The following approach is more lengthy than necessary, but uses only basic ideas. We show how to find the cumulative distribution function of $Z$. Then differentiation gives the density.
The joint density function of $X$ and $Y$ is $2$ in the interior of the triangle with corners $(0,0)$, $(1,0)$, and $(1,1)$, and $0$ elsewhere.
We want to find $\Pr(Z \le z)$. The only interesting part is for $0\lt z\le 1$.
To find this probability, we calculate $\iint_D f(x,y)\,dx\,dy,$ where $f(x,y)$ is the joint density, and $D$ is the region on or below the curve $xy^3=z$. For fixed $z$, draw that curve. It will meet the line $y=x$ at $x=z^{1/4}$.
Now our integral is the integral over the part of $D$ with $x\lt z^{1/4}$ (this is a triangle), plus the integral over the part of $D$ with $x$ going from $z^{1/4}$ to $1$.

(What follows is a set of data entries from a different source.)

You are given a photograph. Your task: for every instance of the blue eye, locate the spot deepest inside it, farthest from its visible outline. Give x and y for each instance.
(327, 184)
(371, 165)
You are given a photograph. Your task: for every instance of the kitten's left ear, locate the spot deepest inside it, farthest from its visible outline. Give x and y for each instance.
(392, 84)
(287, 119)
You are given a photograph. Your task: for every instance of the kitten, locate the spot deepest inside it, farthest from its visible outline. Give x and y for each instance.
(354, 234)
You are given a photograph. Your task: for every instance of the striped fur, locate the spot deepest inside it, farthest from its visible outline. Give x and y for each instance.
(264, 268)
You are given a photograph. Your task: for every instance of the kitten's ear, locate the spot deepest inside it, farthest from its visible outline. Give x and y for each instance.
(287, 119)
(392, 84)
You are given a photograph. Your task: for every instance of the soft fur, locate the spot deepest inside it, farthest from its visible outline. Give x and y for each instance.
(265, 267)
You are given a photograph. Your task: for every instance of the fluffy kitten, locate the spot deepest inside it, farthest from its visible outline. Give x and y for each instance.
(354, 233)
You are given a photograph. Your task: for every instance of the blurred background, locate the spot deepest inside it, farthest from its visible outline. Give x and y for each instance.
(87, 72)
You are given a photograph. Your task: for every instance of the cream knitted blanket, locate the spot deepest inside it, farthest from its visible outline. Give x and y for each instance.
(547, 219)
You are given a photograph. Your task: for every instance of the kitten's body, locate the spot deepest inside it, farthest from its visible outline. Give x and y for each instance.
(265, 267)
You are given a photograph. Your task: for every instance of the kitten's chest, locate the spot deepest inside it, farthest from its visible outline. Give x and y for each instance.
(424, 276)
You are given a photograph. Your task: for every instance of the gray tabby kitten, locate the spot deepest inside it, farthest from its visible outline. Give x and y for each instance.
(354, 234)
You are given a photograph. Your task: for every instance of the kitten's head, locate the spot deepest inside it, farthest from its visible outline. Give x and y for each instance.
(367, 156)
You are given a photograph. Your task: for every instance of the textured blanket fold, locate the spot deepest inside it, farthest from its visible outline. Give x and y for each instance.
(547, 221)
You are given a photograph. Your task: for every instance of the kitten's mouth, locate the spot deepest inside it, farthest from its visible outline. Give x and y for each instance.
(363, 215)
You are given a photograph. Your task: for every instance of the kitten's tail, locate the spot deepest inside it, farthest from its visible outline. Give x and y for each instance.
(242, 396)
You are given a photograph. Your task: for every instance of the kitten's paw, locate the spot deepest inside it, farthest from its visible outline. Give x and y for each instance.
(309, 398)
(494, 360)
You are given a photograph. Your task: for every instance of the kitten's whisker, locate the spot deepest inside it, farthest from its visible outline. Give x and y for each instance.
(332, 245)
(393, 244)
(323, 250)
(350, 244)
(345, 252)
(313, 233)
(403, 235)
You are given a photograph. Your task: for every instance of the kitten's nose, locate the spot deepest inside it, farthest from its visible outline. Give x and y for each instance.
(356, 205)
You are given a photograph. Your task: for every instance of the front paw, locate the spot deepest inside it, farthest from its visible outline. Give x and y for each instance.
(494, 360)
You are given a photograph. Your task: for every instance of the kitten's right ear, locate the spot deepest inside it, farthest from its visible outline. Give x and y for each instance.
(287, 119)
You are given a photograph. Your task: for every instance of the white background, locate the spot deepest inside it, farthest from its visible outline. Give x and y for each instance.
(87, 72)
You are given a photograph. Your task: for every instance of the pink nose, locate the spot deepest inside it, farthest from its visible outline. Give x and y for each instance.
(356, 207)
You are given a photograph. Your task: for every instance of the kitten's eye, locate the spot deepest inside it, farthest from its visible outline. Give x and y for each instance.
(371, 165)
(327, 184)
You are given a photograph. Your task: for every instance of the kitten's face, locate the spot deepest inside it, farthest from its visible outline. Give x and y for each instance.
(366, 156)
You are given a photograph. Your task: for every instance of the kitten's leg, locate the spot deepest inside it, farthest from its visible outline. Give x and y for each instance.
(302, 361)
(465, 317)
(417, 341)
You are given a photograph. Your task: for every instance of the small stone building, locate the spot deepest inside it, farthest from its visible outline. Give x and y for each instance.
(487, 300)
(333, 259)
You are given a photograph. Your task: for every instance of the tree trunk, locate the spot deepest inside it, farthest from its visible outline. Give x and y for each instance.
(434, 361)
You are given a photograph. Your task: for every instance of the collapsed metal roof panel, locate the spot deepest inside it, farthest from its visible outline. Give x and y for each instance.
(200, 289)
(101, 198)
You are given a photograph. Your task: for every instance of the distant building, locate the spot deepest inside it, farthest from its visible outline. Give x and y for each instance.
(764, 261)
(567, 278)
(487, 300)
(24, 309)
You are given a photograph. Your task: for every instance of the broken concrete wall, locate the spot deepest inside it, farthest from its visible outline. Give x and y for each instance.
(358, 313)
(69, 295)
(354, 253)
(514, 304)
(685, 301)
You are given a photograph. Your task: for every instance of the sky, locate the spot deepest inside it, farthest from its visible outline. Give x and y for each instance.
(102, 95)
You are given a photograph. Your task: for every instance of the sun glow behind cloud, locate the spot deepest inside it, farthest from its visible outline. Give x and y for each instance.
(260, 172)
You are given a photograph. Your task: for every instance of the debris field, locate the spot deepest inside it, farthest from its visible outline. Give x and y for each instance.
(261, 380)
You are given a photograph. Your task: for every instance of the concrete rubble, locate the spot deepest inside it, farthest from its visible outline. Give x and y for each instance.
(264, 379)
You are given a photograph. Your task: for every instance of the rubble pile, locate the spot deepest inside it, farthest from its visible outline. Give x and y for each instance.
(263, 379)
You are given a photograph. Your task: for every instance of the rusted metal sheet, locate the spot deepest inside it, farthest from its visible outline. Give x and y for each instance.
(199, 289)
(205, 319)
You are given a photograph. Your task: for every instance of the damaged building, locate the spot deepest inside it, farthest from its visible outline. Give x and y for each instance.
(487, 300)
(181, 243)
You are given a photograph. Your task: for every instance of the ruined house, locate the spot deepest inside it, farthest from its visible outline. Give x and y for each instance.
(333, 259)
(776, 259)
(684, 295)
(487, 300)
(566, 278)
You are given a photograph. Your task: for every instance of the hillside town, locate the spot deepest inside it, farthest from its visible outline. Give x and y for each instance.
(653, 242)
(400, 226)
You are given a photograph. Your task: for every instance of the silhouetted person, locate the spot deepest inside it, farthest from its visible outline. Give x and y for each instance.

The first integral is just $2$ times the area of the triangle with base $z^{1/4}$ and height $z^{1/4}$.
The second integral is more complicated. Integrate first with respect to $y$, with $y$ going from $0$ to $(z/x)^{1/3}$. This integral is simply $2(z/x)^{1/3}$. Then integrate from $x=z^{1/4}$ to $x=1$.